The study's purpose was to enrich Anammox bacteria in an upflow column reactor packed with a nonwoven fabric carrier, and confirm the enrichment culture using SEM and FISH analysis. After 101 days of continuous cultivation, the maximum TN removal rate of 84.5% was achieved, and a stable enrichment culture was established in the reactor. The reactor exhibited high biomass retention capability based on the nonwoven material, which provided a good environment for Anammox bacteria.

SEM observation and FISH analysis of the cultivated sludge on day 101 showed that Anammox bacteria were the dominant population, and coexisted with other bacteria within the biofilm.

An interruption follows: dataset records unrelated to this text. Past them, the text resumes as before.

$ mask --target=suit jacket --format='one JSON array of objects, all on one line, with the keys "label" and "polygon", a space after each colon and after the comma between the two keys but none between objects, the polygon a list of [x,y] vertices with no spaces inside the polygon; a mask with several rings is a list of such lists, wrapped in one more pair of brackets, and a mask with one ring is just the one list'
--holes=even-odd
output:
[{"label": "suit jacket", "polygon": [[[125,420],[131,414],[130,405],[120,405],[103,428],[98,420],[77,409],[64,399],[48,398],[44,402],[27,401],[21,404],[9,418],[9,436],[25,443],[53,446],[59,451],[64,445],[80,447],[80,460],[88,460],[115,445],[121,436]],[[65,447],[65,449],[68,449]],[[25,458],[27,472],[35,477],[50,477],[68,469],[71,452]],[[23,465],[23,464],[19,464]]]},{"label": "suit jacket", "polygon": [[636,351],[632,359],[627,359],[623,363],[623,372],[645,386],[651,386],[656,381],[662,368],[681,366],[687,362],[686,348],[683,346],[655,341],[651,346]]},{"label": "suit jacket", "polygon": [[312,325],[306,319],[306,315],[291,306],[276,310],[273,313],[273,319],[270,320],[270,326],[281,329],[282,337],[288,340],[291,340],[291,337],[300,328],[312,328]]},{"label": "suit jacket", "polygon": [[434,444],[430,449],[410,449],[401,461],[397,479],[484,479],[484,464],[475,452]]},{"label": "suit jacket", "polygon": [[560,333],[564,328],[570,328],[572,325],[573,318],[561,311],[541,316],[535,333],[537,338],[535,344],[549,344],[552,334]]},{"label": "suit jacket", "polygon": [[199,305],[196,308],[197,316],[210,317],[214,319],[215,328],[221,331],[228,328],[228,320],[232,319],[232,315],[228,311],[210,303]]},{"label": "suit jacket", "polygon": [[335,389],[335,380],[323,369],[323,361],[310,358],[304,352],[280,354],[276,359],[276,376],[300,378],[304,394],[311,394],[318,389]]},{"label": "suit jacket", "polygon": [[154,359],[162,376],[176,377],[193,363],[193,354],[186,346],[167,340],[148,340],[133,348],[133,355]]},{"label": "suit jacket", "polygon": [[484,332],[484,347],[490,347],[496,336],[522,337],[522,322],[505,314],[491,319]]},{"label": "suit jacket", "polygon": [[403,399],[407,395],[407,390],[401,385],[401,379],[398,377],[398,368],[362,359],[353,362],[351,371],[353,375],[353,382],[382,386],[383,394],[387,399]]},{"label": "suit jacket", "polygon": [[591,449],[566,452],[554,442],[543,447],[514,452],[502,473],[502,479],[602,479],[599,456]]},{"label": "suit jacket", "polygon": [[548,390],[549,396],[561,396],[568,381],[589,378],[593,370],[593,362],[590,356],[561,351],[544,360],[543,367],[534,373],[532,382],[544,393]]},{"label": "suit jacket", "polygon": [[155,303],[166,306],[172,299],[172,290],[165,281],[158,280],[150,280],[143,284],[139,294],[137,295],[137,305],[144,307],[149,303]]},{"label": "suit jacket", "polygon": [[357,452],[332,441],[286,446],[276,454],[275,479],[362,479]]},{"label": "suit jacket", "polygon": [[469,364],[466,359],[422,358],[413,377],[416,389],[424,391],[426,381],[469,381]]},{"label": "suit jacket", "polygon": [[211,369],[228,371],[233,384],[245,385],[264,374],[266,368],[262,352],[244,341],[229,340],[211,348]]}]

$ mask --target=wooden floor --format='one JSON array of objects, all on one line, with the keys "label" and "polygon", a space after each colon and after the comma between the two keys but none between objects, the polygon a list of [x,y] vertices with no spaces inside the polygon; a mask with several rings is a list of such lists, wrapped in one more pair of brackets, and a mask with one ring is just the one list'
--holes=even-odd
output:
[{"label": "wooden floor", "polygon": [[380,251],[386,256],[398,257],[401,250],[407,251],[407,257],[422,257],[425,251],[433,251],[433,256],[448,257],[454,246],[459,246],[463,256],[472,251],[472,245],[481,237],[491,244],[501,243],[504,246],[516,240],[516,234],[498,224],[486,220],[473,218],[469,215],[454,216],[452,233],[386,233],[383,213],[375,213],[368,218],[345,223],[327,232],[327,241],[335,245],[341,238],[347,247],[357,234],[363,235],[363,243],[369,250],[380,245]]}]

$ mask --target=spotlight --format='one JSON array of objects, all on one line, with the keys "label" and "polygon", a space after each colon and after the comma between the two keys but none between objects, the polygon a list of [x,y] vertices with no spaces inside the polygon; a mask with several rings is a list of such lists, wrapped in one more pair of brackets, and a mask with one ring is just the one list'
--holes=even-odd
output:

Planctomycetes-related bacteria accounted for 45 to 60% of the total bacterial population after Anammox enrichment. Anammox bacteria were detected and enriched successfully.

This work was supported by the National Natural Science Foundation of China (No. 51408094).

All relevant data are included in the paper or its Supplementary Information.